Applying the balancing process, we are of the opinion that the quashing of
charges and of the order appointing en- quiry officer was not warranted in the
facts and circumstances of the case. It is more appropriate and in the interest
of justice as well as in the interest of administration that the enquiry which
had proceeded to a large extent be allowed to be completed. At the same time,
it is directed that the respondent should be considered forthwith for promotion
without reference to and without taking into consideration the charges or the pendency
of the said enquiry and if he is found fit for promotion, he should be promoted
immediately. Ibis direction is made in the particular facts and circumstances
of the case though we are aware that the Rules and practice normally followed
in such cases may be different. The promotion so made, if any, pending the
enquiry shall, however, be subject to review after the conclusion of the
enquiry and in the light of the findings in the enquiry. It is also directed
that the enquiry against the respondent shall be concluded within eight months
from today. The respondent shall cooperate in concluding the enquiry. It is
obvious that if the respondent does not so cooperate, it shall be open to the
enquiry officer to proceed ex-parte. If the enquiry is not concluded and final
orders are not passed within the aforesaid period, the enquiry shall be deemed
to have been dropped.
The High Court has relied upon the decision of this Court in State of Madhya
Pradesh v. Bani Singh & Anr. (1990 (Suppl.) S.C.C.738) on the question of
delay. That was a case where the charges were served and disciplinary enquiry
sought to be initiated after a lapse of twelve years from the alleged
irregularities. From the report of the judgment, the nature of the charges
concerned therein also do not appear. We do not know whether the charges there
were grave as in this case. Probably, they were not. There is another
distinguishing feature in the case before us: by the date of the judgment of
High Court, the major part of the enquiry was over. This is also a circumstance
going into the scales while weighing the factors for and against.

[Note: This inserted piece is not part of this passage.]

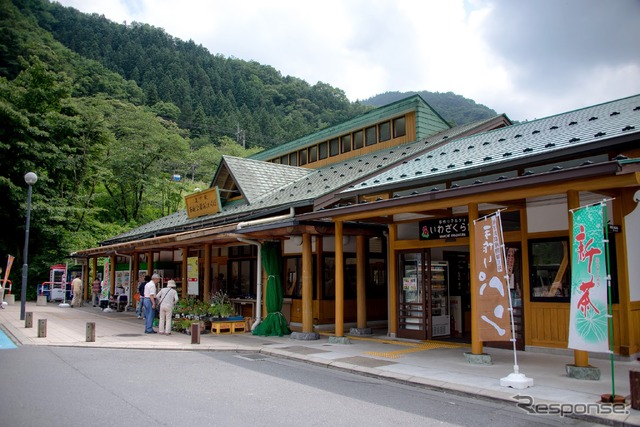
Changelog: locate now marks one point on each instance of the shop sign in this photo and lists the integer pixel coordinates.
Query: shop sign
(444, 228)
(205, 202)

stated hereinabove, 26 wherever delay is put forward as a ground for quashing
the charges, the court has to weigh all the factors, both for and against the
delinquent officer and come to a conclusion which is just and proper in the
circumstances. In the circumstances, the principle of the said decision cannot
help the respondent.
The appeal is allowed in the above terms. No costs.
copy of this order shall be communicated immediately to the Chief Secretary,
Home Secretary and Inspector General of Prisons, Government of Punjab.